All right. Destination, Determination, Deliberation.

Anthony carefully examined the wooden hoop opposite him. After repeating observation and looking away several times, he closed his eyes. Confirmed he'd clearly memorized its appearance and distance. Then spread his arms, began spinning—

He saw with peripheral vision that nearby people had stopped practicing. Were nervously staring at him. Anthony exhaled. Concentrated on recalling the hoop. Imagined himself standing in the hoop, head and all—

Then came familiar compression. He felt his whole self being squeezed flat, stretched long, twisted, extended. His eyeballs, eardrums, nose all seemed pressed inward. He wondered if Dumbledore's nose got broken during interrupted Apparition—after all, Anthony could imagine him frequently needing business trips for meetings—

Finally, applause. Anthony's ears still rang. Took a moment to realize what happened.

He looked down. He stood inside the wooden hoop. Not exactly his planned position, but still in the hoop. Arms and legs completely connected to his torso. Anthony raised his hand. Touched his head. Then his neck.

"Professor Anthony, don't worry—nothing's missing!" a student shouted.

Another yelled: "We were all watching!"

Anthony relaxed. He really didn't want to scare away more Stan Shunpikes.

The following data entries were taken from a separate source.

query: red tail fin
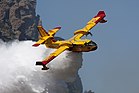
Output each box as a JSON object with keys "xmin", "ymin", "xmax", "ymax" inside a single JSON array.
[{"xmin": 94, "ymin": 11, "xmax": 107, "ymax": 23}]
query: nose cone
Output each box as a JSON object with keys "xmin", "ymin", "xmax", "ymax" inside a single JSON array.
[{"xmin": 92, "ymin": 42, "xmax": 98, "ymax": 51}]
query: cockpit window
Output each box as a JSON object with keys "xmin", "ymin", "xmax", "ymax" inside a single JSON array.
[{"xmin": 86, "ymin": 41, "xmax": 97, "ymax": 46}]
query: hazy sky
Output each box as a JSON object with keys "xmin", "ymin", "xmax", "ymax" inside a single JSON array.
[{"xmin": 37, "ymin": 0, "xmax": 139, "ymax": 93}]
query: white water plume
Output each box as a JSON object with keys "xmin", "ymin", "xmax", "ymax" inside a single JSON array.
[{"xmin": 0, "ymin": 41, "xmax": 82, "ymax": 93}]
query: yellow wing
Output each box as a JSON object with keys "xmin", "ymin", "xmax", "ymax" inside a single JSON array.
[
  {"xmin": 36, "ymin": 46, "xmax": 69, "ymax": 65},
  {"xmin": 69, "ymin": 11, "xmax": 107, "ymax": 41},
  {"xmin": 48, "ymin": 27, "xmax": 61, "ymax": 36}
]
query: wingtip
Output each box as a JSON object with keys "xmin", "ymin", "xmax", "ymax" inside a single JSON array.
[
  {"xmin": 96, "ymin": 10, "xmax": 106, "ymax": 17},
  {"xmin": 32, "ymin": 44, "xmax": 40, "ymax": 47},
  {"xmin": 54, "ymin": 26, "xmax": 61, "ymax": 29}
]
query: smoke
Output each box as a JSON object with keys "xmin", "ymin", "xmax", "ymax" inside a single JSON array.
[{"xmin": 0, "ymin": 41, "xmax": 82, "ymax": 93}]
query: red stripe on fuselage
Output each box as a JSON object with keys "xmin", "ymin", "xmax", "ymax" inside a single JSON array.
[{"xmin": 42, "ymin": 56, "xmax": 56, "ymax": 65}]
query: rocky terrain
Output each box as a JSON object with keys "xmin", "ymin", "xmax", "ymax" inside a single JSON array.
[
  {"xmin": 0, "ymin": 0, "xmax": 40, "ymax": 41},
  {"xmin": 0, "ymin": 0, "xmax": 83, "ymax": 93}
]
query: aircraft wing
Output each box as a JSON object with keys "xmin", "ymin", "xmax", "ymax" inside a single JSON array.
[
  {"xmin": 36, "ymin": 46, "xmax": 69, "ymax": 70},
  {"xmin": 69, "ymin": 11, "xmax": 107, "ymax": 41},
  {"xmin": 48, "ymin": 27, "xmax": 61, "ymax": 36}
]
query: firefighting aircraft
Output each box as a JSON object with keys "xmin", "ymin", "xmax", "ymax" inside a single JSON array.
[{"xmin": 32, "ymin": 11, "xmax": 107, "ymax": 70}]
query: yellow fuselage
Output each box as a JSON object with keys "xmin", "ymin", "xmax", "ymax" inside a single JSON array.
[{"xmin": 45, "ymin": 39, "xmax": 97, "ymax": 52}]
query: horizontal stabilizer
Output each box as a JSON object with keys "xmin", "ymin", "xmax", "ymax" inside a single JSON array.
[{"xmin": 37, "ymin": 26, "xmax": 49, "ymax": 37}]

Twycross said quietly, "Well done. The first success, everyone."

Anthony walked back to the starting point. Several nearby students cautiously approached, asking for successful Apparition secrets. Anthony roughly explained his thinking. But when they pressed further, he nearly blurted out the three Ds like Twycross.

Only after actually Apparating did he realize these three points were absolutely brilliant—completely summarized the entire process.

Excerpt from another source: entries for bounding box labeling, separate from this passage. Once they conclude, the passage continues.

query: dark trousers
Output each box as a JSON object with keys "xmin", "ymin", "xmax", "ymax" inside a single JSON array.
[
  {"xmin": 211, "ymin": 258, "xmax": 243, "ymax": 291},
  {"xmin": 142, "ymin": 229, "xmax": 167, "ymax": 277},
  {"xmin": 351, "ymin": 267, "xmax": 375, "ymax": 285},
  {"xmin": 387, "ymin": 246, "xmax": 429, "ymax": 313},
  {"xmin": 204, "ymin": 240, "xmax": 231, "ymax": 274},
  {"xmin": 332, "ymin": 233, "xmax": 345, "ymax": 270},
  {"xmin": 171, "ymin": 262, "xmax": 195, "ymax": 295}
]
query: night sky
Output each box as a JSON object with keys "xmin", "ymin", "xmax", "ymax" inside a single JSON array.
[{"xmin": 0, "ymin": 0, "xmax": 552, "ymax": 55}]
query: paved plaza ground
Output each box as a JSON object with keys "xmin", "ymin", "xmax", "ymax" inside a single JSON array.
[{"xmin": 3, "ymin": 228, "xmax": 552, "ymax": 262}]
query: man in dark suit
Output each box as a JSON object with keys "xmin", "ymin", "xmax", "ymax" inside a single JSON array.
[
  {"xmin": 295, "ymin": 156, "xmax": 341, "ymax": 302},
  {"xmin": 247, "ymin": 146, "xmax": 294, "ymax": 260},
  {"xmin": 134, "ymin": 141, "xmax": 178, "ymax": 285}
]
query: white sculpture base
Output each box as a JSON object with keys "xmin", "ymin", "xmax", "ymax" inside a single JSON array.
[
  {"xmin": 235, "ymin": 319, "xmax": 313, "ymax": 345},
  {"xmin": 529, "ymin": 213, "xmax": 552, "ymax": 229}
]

He tried again. This time compression came faster. He appeared closer to his expected position. But the awkward compression feeling hadn't diminished at all.

More students surrounded him when he returned. Anthony had to describe his Apparition process again, give advice based on his pitiful experience.

"Try spinning more smoothly, lad." He steadied a Slytherin student who nearly fell backward. "Don't rush. No need to treat yourself like a top." This student had impatiently started spinning during his explanation. Left foot immediately tripped over right foot.

He demonstratively spun once, signaled the student to try again.

But even following his method exactly, the student still couldn't feel the "compression" Anthony described.

A Gryffindor sixth-year did manage—with a loud crack, appeared wobbling three feet outside the corresponding hoop. Fortunately, he hadn't splinched at all.

Others in the hall seemed focused on that too.

Before cheers and applause, the hall briefly fell silent. Anthony noticed not just himself—almost everyone was rapidly scanning where the student had been, trying to find if he'd left behind something he shouldn't lose.

A head, for instance.

Anthony applauded while suspecting he'd taught other students a vivid Apparition safety lesson last time.

He heard the student beside him whisper, "What if I splinch..."

"I'm a special case." To dispel his doubts, Anthony helplessly replied. "Splinching like that isn't easy."

He probably knew why the student kept failing Apparition. Too worried about splinching—severely lacked determination for Apparition.

Anthony saw him fearfully preparing to apologize. Waved his hand, signaled him to relax. "Have more confidence in yourself. Or more confidence in me. I dare say no one in this hall could splinch that terrifyingly."

He'd researched after returning. Aside from emergency Apparition causing splinching, most splinching came from insufficient attention to that body part.

And Anthony had relatively good reason to believe he was the person in this entire hall who cared least about his head.